We also combine label-shift correction with DRE (covariate shift) for
a joint correction: **Prior-adjusted + DRE WCP**.

In [None]:
import math

import numpy as np
import torch
import matplotlib.pyplot as plt
import pandas as pd
from pathlib import Path
from sklearn.linear_model import LogisticRegression
from sklearn.preprocessing import StandardScaler
from sklearn.model_selection import train_test_split
from sklearn.metrics import roc_auc_score
from torchcp.classification.score import RAPS

from wcp_l2d.features import ExtractedFeatures
from wcp_l2d.pathologies import COMMON_PATHOLOGIES
from wcp_l2d.label_utils import extract_binary_labels
from wcp_l2d.dre import AdaptiveDRE
from wcp_l2d.conformal import ConformalPredictor, WeightedConformalPredictor
from wcp_l2d.evaluation import (
    compute_coverage,
    compute_system_accuracy,
    _predictions_from_sets,
    DeferralResult,
)

SEED = 42
EXPERT_ACCURACY = 0.85
FEATURE_DIR = Path("../data/features")
TARGET_PATHOLOGY = "Effusion"

np.random.seed(SEED)
torch.manual_seed(SEED)
print("Setup complete.")

## 1. Data Preparation

In [None]:
# Load features
chexpert = ExtractedFeatures.load(
    FEATURE_DIR / "chexpert_densenet121-res224-chex_features.npz"
)
nih = ExtractedFeatures.load(FEATURE_DIR / "nih_densenet121-res224-chex_features.npz")

# Binary labels for target pathology
chex_feats, chex_labels, _ = extract_binary_labels(
    chexpert.features, chexpert.labels, COMMON_PATHOLOGIES, TARGET_PATHOLOGY
)
nih_feats, nih_labels, _ = extract_binary_labels(
    nih.features, nih.labels, COMMON_PATHOLOGIES, TARGET_PATHOLOGY
)

# Splits
chex_train_feats, chex_temp_feats, chex_train_labels, chex_temp_labels = (
    train_test_split(
        chex_feats, chex_labels, test_size=0.4, random_state=SEED, stratify=chex_labels
    )
)
chex_cal_feats, chex_test_feats, chex_cal_labels, chex_test_labels = train_test_split(
    chex_temp_feats,
    chex_temp_labels,
    test_size=0.5,
    random_state=SEED,
    stratify=chex_temp_labels,
)

# NIH pool (unlabeled, for DRE + BBSE) and test
rng = np.random.RandomState(SEED)
nih_all_perm = rng.permutation(len(nih.features))
nih_pool_feats_all = nih.features[nih_all_perm[: len(nih.features) // 2]]

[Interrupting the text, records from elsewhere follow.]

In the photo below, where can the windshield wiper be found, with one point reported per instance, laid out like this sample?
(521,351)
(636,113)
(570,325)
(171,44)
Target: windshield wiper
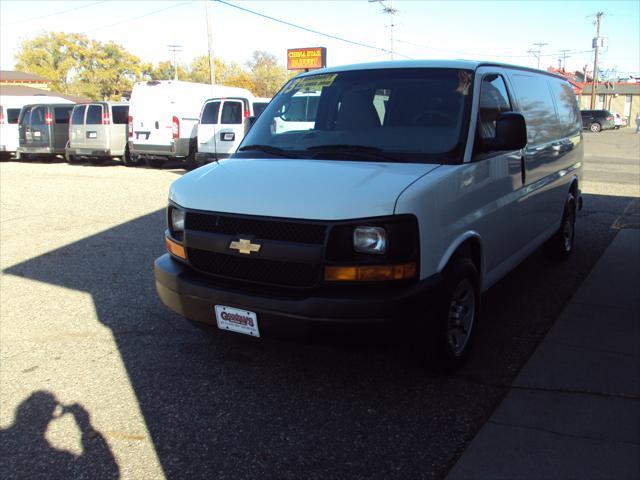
(266,149)
(374,152)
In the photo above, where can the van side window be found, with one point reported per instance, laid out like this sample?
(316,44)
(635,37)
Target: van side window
(120,114)
(537,107)
(37,116)
(62,114)
(25,116)
(94,115)
(210,113)
(568,111)
(494,100)
(12,115)
(77,118)
(231,113)
(258,108)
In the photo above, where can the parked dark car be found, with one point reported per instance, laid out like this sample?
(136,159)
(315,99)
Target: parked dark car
(43,129)
(597,120)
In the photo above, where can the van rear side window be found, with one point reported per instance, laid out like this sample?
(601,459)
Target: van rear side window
(231,113)
(37,116)
(12,115)
(258,108)
(120,114)
(94,115)
(210,113)
(62,114)
(25,116)
(78,115)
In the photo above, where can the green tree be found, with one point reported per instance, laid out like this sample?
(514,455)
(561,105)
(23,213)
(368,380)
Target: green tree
(56,56)
(266,74)
(108,71)
(77,65)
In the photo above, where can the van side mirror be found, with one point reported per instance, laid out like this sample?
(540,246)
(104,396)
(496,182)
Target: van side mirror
(511,133)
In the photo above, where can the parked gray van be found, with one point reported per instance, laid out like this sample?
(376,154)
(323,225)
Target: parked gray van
(43,129)
(97,132)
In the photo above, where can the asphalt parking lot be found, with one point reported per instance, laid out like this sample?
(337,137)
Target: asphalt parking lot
(99,380)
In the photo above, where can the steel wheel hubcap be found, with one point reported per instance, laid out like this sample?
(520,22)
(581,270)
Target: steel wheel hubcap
(462,310)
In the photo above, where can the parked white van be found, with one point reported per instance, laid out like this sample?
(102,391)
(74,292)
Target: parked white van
(10,106)
(97,132)
(223,124)
(163,118)
(420,185)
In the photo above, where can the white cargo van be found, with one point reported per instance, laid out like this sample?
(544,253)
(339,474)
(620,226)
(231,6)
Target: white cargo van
(419,185)
(97,132)
(163,117)
(10,106)
(223,124)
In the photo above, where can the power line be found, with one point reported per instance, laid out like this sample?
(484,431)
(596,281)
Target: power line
(306,29)
(55,13)
(479,54)
(138,17)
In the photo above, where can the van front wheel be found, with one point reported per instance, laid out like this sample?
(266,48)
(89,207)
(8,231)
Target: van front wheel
(456,311)
(560,246)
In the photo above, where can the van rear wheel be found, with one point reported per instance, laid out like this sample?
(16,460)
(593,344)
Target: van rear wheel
(154,162)
(560,246)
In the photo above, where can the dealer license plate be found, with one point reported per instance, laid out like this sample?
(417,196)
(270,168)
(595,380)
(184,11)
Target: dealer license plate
(237,320)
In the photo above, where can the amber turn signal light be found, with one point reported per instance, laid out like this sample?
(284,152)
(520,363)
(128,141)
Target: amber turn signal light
(370,273)
(174,248)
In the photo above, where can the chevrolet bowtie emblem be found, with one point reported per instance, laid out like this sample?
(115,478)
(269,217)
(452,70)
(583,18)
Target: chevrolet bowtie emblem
(245,246)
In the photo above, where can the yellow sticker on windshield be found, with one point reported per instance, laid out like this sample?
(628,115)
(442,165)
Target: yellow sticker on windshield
(312,83)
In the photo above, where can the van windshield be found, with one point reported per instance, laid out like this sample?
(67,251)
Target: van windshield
(410,115)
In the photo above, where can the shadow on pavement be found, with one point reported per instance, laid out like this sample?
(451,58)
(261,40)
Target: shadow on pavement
(26,453)
(222,405)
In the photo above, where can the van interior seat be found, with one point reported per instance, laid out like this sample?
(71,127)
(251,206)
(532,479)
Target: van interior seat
(357,112)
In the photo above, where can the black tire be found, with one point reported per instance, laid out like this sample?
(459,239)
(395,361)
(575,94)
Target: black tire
(72,159)
(560,246)
(154,162)
(451,336)
(127,159)
(190,161)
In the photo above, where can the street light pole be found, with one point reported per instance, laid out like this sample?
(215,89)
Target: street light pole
(594,82)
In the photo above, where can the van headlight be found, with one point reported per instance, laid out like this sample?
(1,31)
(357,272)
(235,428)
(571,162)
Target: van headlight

_, nih_test_feats, _, nih_test_labels = train_test_split(
    nih_feats, nih_labels, test_size=0.5, random_state=SEED, stratify=nih_labels
)

# Classifier + scaler
scaler = StandardScaler()
X_train = scaler.fit_transform(chex_train_feats)
X_cal = scaler.transform(chex_cal_feats)
X_test_nih = scaler.transform(nih_test_feats)
X_pool_nih = scaler.transform(nih_pool_feats_all)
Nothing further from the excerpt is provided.